Mrs Grayshott nodded. “You know, then? I’m glad you’ve come home: I have been feeling a little anxious. Your sister is a dear kind creature, but—”
She hesitated, and Abby said coolly: “Very true! A dear kind nodcock! She seems to have fallen quite under the spell of this Calverleigh.”
“Well, he—he is very engaging,” said Mrs Grayshott reluctantly. “Only there is something about him which I can’t quite like! It is difficult to explain, because I haven’t any cause to take him in dislike. Except—” Again she hesitated, but upon being urged to continue, said: “Abby, no man could be blamed for falling in love with Fanny, but I don’t think that a man of principle, so much older than she is, would wish her—far less urge her!—to do what might easily set people in a bustle. His attentions are too particular to suit my old-fashioned notions. That makes me into a Bath quiz, I dare say, but you know, my dear, when a man of fashion and address makes a child of Fanny’s age the object of his attentions it is not to be wondered at that she should be dazzled into losing her head, or be easily brought to believe that the rules of conduct, in which she has been reared, are outmoded—quite provincial, in fact!”
Abby nodded. “ Such as the impropriety of strolling about the Sydney Gardens with him? Give me a round tale, ma’am!—Have there been other—oh, clandestine meetings?”
“I am afraid so. Oh, nothing of a serious nature, or that is generally known, or—or that you will not speedily put an end to! I might not have spoken to you, if that had been all, for it’s no bread-and-butter of mine, and I don’t relish the office of being your intelligencer, but I have some reason to think that it is not quite all, and am a great deal too fond of Fanny not to tell you that certain things I have learned from what Lavinia—in all innocence!—has let fall, I apprehend that this unfortunate affair may be rather more serious than I had at first supposed. To what extent Lavinia is in Fanny’s confidence I don’t know, and—I must confess—shrink from enquiring, because perhaps, if she thought I was trying to discover a secret reposed in her, she would fob me off, even prevaricate, and certainly, in the future, guard her tongue when she talked to me. That may seem foolish to you: the thing is she has been so close a companion to me, so open and trusting in her affection—” Her voice became suspended. She shook her head, saying, after a moment’s struggle: “I can’t explain it to you!”

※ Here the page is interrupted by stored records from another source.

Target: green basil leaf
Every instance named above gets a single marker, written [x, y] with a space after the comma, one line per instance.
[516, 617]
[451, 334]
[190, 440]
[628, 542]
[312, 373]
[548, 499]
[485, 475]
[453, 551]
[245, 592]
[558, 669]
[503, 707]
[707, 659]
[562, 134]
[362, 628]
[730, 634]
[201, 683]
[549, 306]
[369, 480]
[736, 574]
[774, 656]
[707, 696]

“There is not the least need,” Abby responded. “I understand you perfectly, ma’am. Don’t fear me! I promise you I shan’t let Fanny so much as suspect that Lavinia betrayed her confidence. Let me be frank with you! I’ve every reason to suppose that Calverleigh is a fortune-hunter, and it has been made abundantly clear to me that Fanny believes herself to have formed a lasting passion for him. I don’t know if Calverleigh hopes to win my brother’s consent to the match, but I should very much doubt it. So in what sort is the wind? Does he hope to enlist my support? Is he indulging himself with a flirtation? Or has he the intention of eloping with Fanny?” Her eyes widened, as she saw the quick look turned towards her, and a laugh trembled in her throat. “‘My dear ma’am—! I was only funning!”

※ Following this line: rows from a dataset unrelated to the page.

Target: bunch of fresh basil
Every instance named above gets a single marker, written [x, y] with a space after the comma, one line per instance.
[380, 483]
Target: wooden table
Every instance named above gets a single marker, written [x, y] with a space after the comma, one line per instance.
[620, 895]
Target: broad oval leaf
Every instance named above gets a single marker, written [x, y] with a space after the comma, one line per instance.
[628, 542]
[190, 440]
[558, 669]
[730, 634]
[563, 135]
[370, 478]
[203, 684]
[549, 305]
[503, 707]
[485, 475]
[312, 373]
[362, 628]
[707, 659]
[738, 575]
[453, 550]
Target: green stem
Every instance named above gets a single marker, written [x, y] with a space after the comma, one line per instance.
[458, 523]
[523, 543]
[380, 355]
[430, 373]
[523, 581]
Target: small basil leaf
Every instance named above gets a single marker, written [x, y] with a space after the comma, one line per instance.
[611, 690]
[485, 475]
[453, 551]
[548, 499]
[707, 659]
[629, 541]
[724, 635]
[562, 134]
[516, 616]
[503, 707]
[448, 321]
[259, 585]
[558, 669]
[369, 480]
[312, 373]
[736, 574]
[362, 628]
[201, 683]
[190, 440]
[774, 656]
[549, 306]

“Yes, I know, but—Abby, sometimes I wonder if our parents were right when they forbade us to read novels! It is all the fault of the Circulating Libraries!”

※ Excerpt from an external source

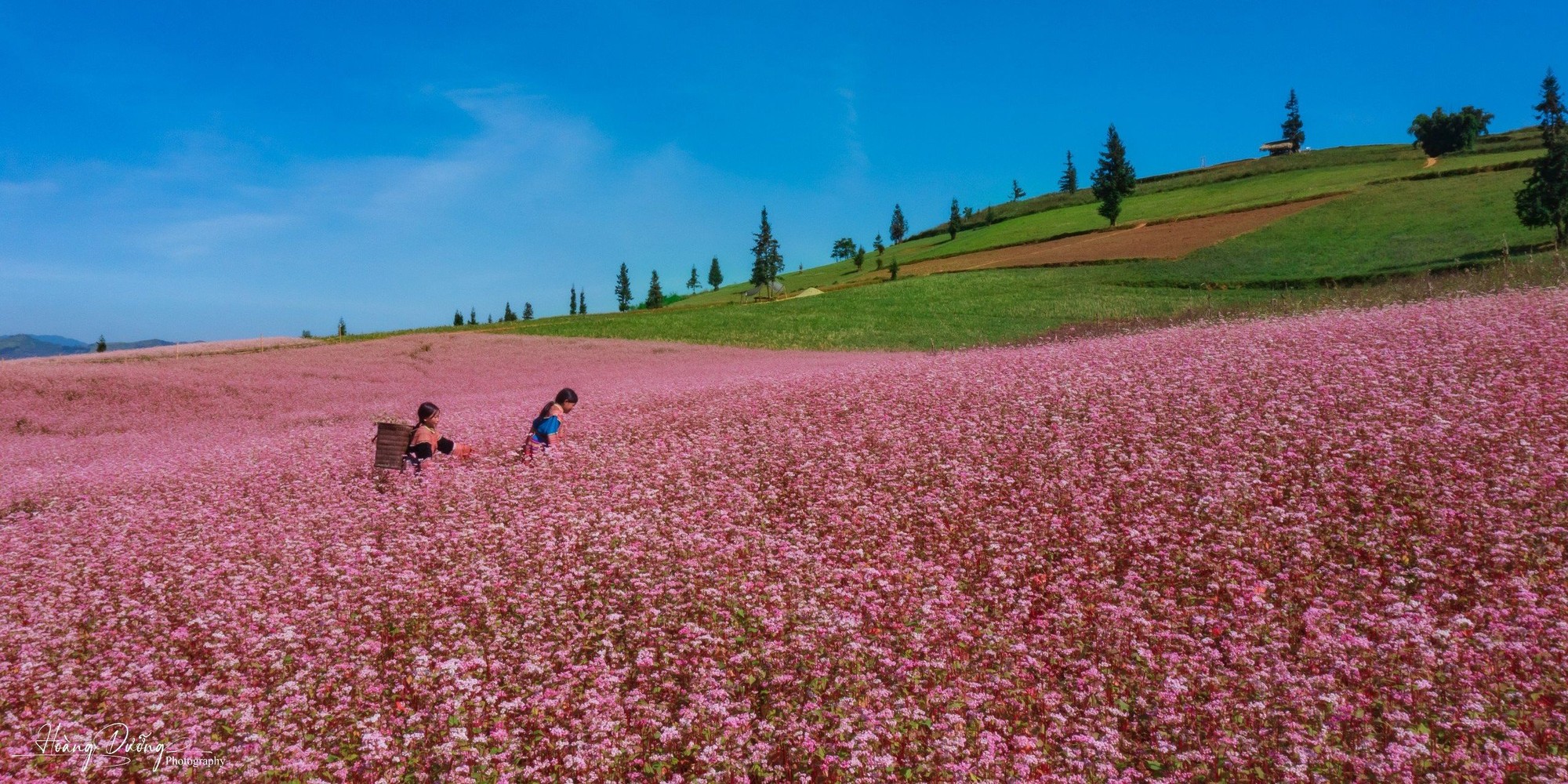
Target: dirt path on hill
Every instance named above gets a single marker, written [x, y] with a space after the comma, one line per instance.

“Putting romantical notions into girls’ heads?” said Abby, smiling a little. “I don’t think so: I had a great many myself, and was never permitted to read any but the most improving works. I might be wrong, but I fancy that however much a girl may admire, or envy, the heroine of some romance, who finds herself in the most extraordinary situations; and however much she may picture herself in those situations, she knows it is nothing more than a child’s game of make-believe, and that she would not, in fact, behave at all like her heroine. Like my sister’s children, when they capture me in the shrubbery, and inform me that they are brigands, and mean to hold me to ransom!”